Lions Club members work specifically with blind and visually-impaired people after being charged by Helen Keller in 1925 to become what she called knights of the blind in the crusade against darkness.

Jim Boyle, a Wauwatosa Lion, went to pick Gillett up at the airport. They had no cellphones and had never met each other, but he puzzled out which plane she was coming in and waited for her. The plane unloaded its passengers, none of which looked blind. Boyle asked three people, getting yelled at by one, if they were Gillett before finally meeting up with her.

The Lions benefit from Gillett's trips as well. Besides making a monetary contribution, Gillett comes loaded with a fully personalized schedule, crafted by a friend of hers who works in public radio. Every hour of the three-day festival is mapped out. Terry Winkler, a Wauwatosa Lion, said that he's never had more fun than when he takes Gillett to the festival. He used to only see the big stages, but now he can attend the smaller venues and enjoys them much more.

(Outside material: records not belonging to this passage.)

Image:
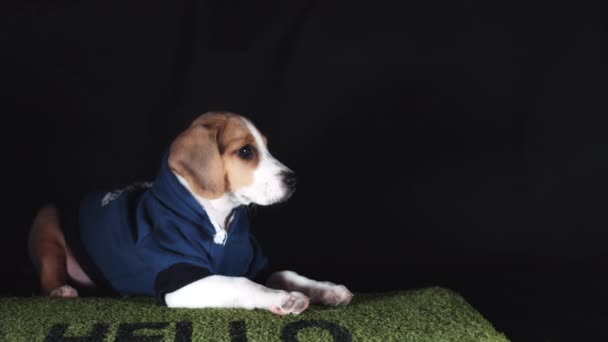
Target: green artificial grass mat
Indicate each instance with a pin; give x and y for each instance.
(431, 314)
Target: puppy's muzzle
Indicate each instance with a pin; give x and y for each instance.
(289, 182)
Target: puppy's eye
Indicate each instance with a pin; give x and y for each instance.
(246, 152)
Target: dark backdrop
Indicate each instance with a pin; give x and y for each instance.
(453, 143)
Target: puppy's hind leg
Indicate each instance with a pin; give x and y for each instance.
(48, 252)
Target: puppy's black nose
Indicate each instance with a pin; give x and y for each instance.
(289, 178)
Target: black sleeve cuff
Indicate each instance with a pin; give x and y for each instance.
(263, 275)
(175, 277)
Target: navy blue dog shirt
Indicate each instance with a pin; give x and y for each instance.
(152, 239)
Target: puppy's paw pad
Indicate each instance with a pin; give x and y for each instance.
(66, 291)
(292, 302)
(333, 295)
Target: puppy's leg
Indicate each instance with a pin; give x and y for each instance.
(48, 252)
(236, 292)
(319, 292)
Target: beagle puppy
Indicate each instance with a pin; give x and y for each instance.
(185, 238)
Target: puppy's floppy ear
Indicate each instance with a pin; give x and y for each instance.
(195, 155)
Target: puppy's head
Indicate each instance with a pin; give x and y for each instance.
(224, 154)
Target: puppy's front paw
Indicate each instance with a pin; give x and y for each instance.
(290, 302)
(330, 294)
(66, 291)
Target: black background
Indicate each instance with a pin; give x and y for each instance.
(461, 144)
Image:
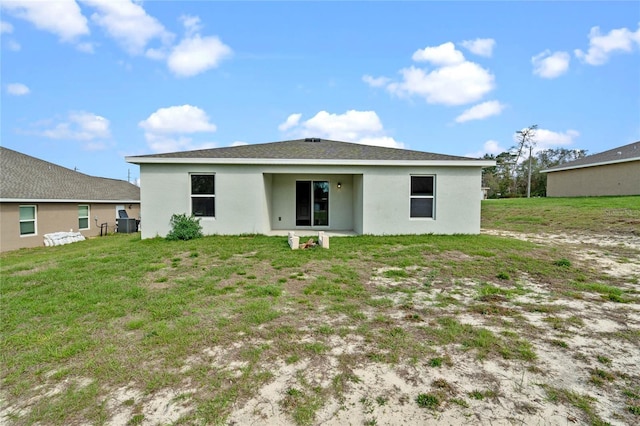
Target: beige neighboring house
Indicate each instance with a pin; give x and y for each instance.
(613, 172)
(38, 198)
(310, 185)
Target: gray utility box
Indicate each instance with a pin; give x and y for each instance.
(126, 225)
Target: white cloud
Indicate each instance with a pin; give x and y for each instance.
(550, 65)
(375, 81)
(362, 127)
(17, 89)
(445, 54)
(602, 46)
(191, 24)
(128, 23)
(5, 27)
(165, 129)
(196, 54)
(481, 111)
(545, 139)
(178, 119)
(489, 147)
(450, 85)
(82, 126)
(85, 47)
(480, 46)
(291, 121)
(170, 143)
(61, 17)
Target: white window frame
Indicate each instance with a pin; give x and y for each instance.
(34, 220)
(432, 197)
(88, 217)
(192, 195)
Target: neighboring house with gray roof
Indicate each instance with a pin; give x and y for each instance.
(38, 197)
(613, 172)
(312, 185)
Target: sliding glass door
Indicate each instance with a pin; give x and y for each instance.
(312, 203)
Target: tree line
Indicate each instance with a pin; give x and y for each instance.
(517, 170)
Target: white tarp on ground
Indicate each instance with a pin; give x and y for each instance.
(61, 238)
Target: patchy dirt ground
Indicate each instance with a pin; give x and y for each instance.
(586, 367)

The Wauwatosa Lions and Gillett have formed a friendship over the years. She regularly sends them emails about her adventures and each year writes them a Christmas poem. In an email to Winkler after her first Irish Fest, she wrote "Words just fail me when I try to think of some new and remarkable way to convey my gratitude for all you did to ensure that my first Irish Fest was enjoyable!"

To Gillett, music is her rainbow and Irish Fest is the pot of gold at the end.